Alternative Visitation Options

Wednesday, February 11th, 2015

When discussing child custody and visitation with your soon-to-be ex-spouse or your attorney, keep in mind that visitation does not have to just be when you physically see your children. With the advent of technology, there are many ways to have “visitation” with your children, even when you are physically not with them:

  1. Telephone visitation – A clause for telephone visitation has been in settlement agreements for years but is still worth mentioning for those who have not considered it. Some parents think of visitation as “my time” with the kids and don’t want any interference by the other parent. This is not unreasonable, but may not make the children comfortable. Consider adding a clause that allows the non-custodial parent (at that time) to call the children one time a day. If a child is having a hard time with the divorce, getting a good night phone call from the other parent may ease that child’s discomfort.
  2. Email visitation – This clause has also likely been in settlement agreements in recent years. This can be a great way for parents and children to send information back and forth, particularly for parents who do not live in the same city. Perhaps the child did some work in school that he/she is particularly proud of. That child can scan the work in and email it to the parent who lives in a different city.
  3. Texting – This can be a very effective mode of communication, particularly with teenagers. If you have children who are always on the go and don’t take time to pick up their phones, send a quick text just to let them know you are thinking about them. Whether or not they respond, you may put a smile on their face on a day that they would otherwise not have time to stop and think about you.
  4. FaceTime or Skype – This is a great option, particularly for parents who live far away from each other. When parents don’t live in the same city, physical visitation is often long chunks of time during summer vacation and other school holidays. Thus, one parent may not physically see the children for a long period of time. FaceTime and/or Skype can solve this because they allow parents and children to see each other over the Internet or through their phones.

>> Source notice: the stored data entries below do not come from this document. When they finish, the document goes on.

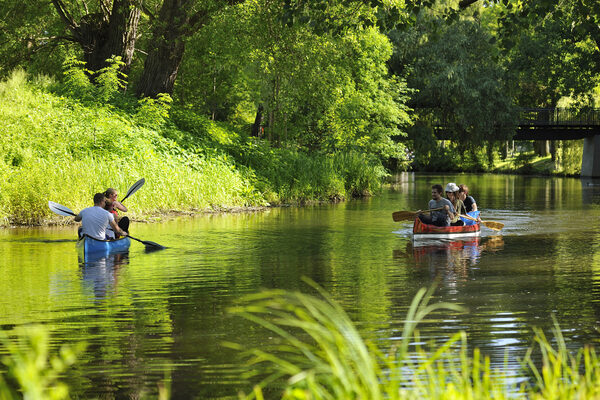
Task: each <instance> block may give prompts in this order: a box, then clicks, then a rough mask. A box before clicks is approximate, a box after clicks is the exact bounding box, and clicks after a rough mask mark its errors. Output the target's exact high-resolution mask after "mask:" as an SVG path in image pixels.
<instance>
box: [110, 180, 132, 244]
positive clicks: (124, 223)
mask: <svg viewBox="0 0 600 400" xmlns="http://www.w3.org/2000/svg"><path fill="white" fill-rule="evenodd" d="M104 196H106V210H107V211H108V212H110V213H111V214H113V215H114V217H115V221H116V222H117V224H118V225H119V227H120V228H121V229H123V230H124V231H125V232H129V218H128V217H122V218H119V213H118V212H117V210H119V211H123V212H127V207H125V206H124V205H123V204H122V203H121V202H120V201H118V200H117V197H119V194H118V193H117V190H116V189H113V188H108V189H106V191H105V192H104ZM117 238H118V236H117Z"/></svg>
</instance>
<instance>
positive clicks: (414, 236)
mask: <svg viewBox="0 0 600 400" xmlns="http://www.w3.org/2000/svg"><path fill="white" fill-rule="evenodd" d="M480 227H481V226H480V224H479V223H476V224H475V225H463V226H435V225H427V224H424V223H422V222H421V220H420V219H419V218H415V224H414V225H413V239H415V240H417V239H454V238H461V237H472V236H479V233H480Z"/></svg>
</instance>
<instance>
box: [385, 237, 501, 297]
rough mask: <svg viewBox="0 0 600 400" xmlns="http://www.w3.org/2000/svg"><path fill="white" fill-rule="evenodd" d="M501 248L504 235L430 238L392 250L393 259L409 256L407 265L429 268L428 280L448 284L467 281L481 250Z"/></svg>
mask: <svg viewBox="0 0 600 400" xmlns="http://www.w3.org/2000/svg"><path fill="white" fill-rule="evenodd" d="M503 248H504V238H503V237H502V236H500V235H498V236H488V237H484V238H480V237H474V238H465V239H454V240H452V239H450V240H444V239H430V240H427V239H425V240H418V241H409V242H408V243H407V244H406V250H405V251H401V250H394V252H393V257H394V258H396V259H402V260H405V259H406V258H408V259H409V263H408V264H407V265H412V266H414V267H415V268H417V269H421V270H426V271H429V274H430V275H431V278H432V279H436V278H439V279H440V280H441V281H442V282H444V283H445V284H446V285H449V286H455V285H456V284H457V283H458V282H464V281H466V280H467V278H468V275H469V270H470V268H472V267H474V266H476V265H477V264H478V263H479V260H480V258H481V256H482V253H484V252H498V251H501V250H502V249H503Z"/></svg>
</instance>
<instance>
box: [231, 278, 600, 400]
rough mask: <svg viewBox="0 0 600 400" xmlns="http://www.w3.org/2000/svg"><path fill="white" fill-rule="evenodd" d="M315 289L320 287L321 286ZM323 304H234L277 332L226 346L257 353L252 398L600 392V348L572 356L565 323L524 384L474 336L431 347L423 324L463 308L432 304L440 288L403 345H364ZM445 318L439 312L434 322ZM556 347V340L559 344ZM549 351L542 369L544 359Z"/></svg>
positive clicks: (260, 299)
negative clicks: (541, 361) (597, 354)
mask: <svg viewBox="0 0 600 400" xmlns="http://www.w3.org/2000/svg"><path fill="white" fill-rule="evenodd" d="M311 284H312V283H311ZM312 285H313V287H314V288H315V289H316V290H317V291H318V292H319V293H320V295H321V296H322V297H323V299H318V298H316V297H314V296H311V295H307V294H303V293H299V292H286V291H283V290H270V291H265V292H262V293H259V294H253V295H249V296H247V297H245V298H244V299H243V300H242V301H243V304H244V305H242V306H239V307H235V308H232V309H231V310H230V312H232V313H233V314H234V315H238V316H241V317H244V318H245V319H247V320H249V321H252V322H253V323H255V324H256V325H259V326H261V327H262V328H264V329H266V330H268V331H270V332H272V334H273V335H274V336H275V338H276V340H273V341H272V344H269V345H262V346H261V347H260V348H251V349H249V350H248V349H247V348H246V346H245V345H244V344H233V343H226V345H227V346H229V347H231V348H234V349H237V350H239V351H240V352H242V354H244V355H245V356H246V357H247V360H248V362H247V366H248V371H247V373H246V375H245V376H246V378H248V379H249V380H250V381H253V382H257V383H256V385H255V386H254V389H253V392H252V393H250V394H249V395H247V396H246V397H245V398H247V399H253V398H257V399H261V398H263V397H262V392H263V389H265V388H272V387H273V388H278V389H279V388H281V389H282V390H281V389H280V391H281V392H282V394H281V398H282V399H286V400H292V399H293V400H308V399H375V400H376V399H391V400H395V399H396V400H401V399H515V398H519V399H520V398H527V399H564V400H567V399H574V398H579V399H587V398H596V397H597V396H598V395H599V394H600V359H599V358H598V356H597V355H596V352H595V350H594V349H593V348H591V347H584V348H583V349H580V350H579V351H578V352H577V354H571V353H570V352H569V350H567V345H566V343H565V339H564V338H563V336H562V334H561V330H560V329H559V327H558V324H556V323H555V329H554V340H552V341H550V340H548V339H547V338H546V337H545V335H544V333H543V332H542V331H541V330H539V329H534V332H535V343H536V345H535V346H533V347H531V348H530V350H529V351H528V352H527V354H526V355H525V356H524V357H523V359H521V360H520V361H521V364H522V366H523V372H524V373H525V374H528V375H529V376H531V377H532V380H531V381H530V382H526V383H523V384H521V385H520V386H519V387H517V388H515V387H514V386H513V385H511V384H510V382H509V380H508V379H507V377H505V376H504V375H503V374H502V373H501V372H499V371H496V370H493V369H492V368H491V365H490V359H489V357H487V356H483V355H482V354H481V352H480V351H479V350H478V349H474V351H473V352H472V355H469V352H468V347H467V335H466V333H465V332H458V333H455V334H454V335H452V336H451V337H450V338H449V339H448V340H447V341H446V342H445V343H442V344H441V345H440V344H428V345H427V346H422V345H419V344H418V345H412V343H415V342H416V343H422V342H423V340H422V338H421V337H420V336H419V333H418V331H417V326H418V324H419V323H421V322H422V321H425V320H427V319H428V318H430V315H431V314H435V313H438V312H442V313H443V312H445V311H446V310H448V309H450V310H453V311H463V310H462V309H461V308H460V307H459V306H456V305H453V304H449V303H437V304H429V301H430V300H431V295H432V290H430V291H426V290H425V289H421V290H420V291H419V292H418V293H417V295H416V296H415V298H414V299H413V301H412V303H411V305H410V307H409V309H408V312H407V315H406V316H405V323H404V326H403V330H402V334H401V335H398V336H401V339H399V340H397V341H396V342H397V343H392V346H391V348H389V349H382V348H380V347H378V346H377V345H376V344H374V343H371V342H369V341H365V340H363V338H362V337H361V336H360V334H359V333H358V331H357V330H356V327H355V326H354V324H353V323H352V321H351V320H350V318H348V316H347V315H346V313H345V312H344V310H343V309H342V308H341V307H340V306H339V305H338V304H337V303H336V302H335V301H333V300H332V299H331V298H330V297H329V296H328V295H327V294H326V293H324V292H323V290H322V289H320V288H318V287H316V285H315V284H312ZM431 317H432V318H435V316H431ZM551 343H555V345H552V344H551ZM536 351H539V353H541V356H542V357H541V358H542V362H541V368H540V365H539V363H537V362H535V359H536V357H535V356H534V354H535V353H536Z"/></svg>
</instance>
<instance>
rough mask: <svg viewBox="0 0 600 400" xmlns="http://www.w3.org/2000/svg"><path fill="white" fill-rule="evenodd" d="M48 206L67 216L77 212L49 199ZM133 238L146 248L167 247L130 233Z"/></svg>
mask: <svg viewBox="0 0 600 400" xmlns="http://www.w3.org/2000/svg"><path fill="white" fill-rule="evenodd" d="M48 207H50V210H51V211H52V212H53V213H55V214H58V215H63V216H65V217H74V216H76V215H77V214H75V213H74V212H73V211H72V210H71V209H69V208H68V207H65V206H63V205H61V204H58V203H55V202H53V201H48ZM128 236H129V237H130V238H131V239H133V240H136V241H138V242H140V243H142V244H144V246H146V248H147V249H148V248H152V249H154V250H158V249H165V248H166V247H165V246H161V245H160V244H158V243H154V242H150V241H148V240H141V239H138V238H134V237H133V236H131V235H128Z"/></svg>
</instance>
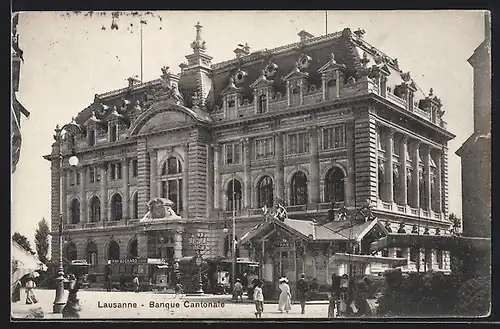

Some divorced parents have no problem allowing the children to communicate with the non-custodial parent in all of these manners. Some, however, are hesitant to share any of their visitation time with the other parent. For this reason, and because you never know if you relationship with your ex will change, it is prudent to add clauses allowing for this communication into your parenting plan. In addition to cutting down on arguments about who can talk to who and when, adding these communication visitation options into a parenting plan will further the child’s relationship with both parents.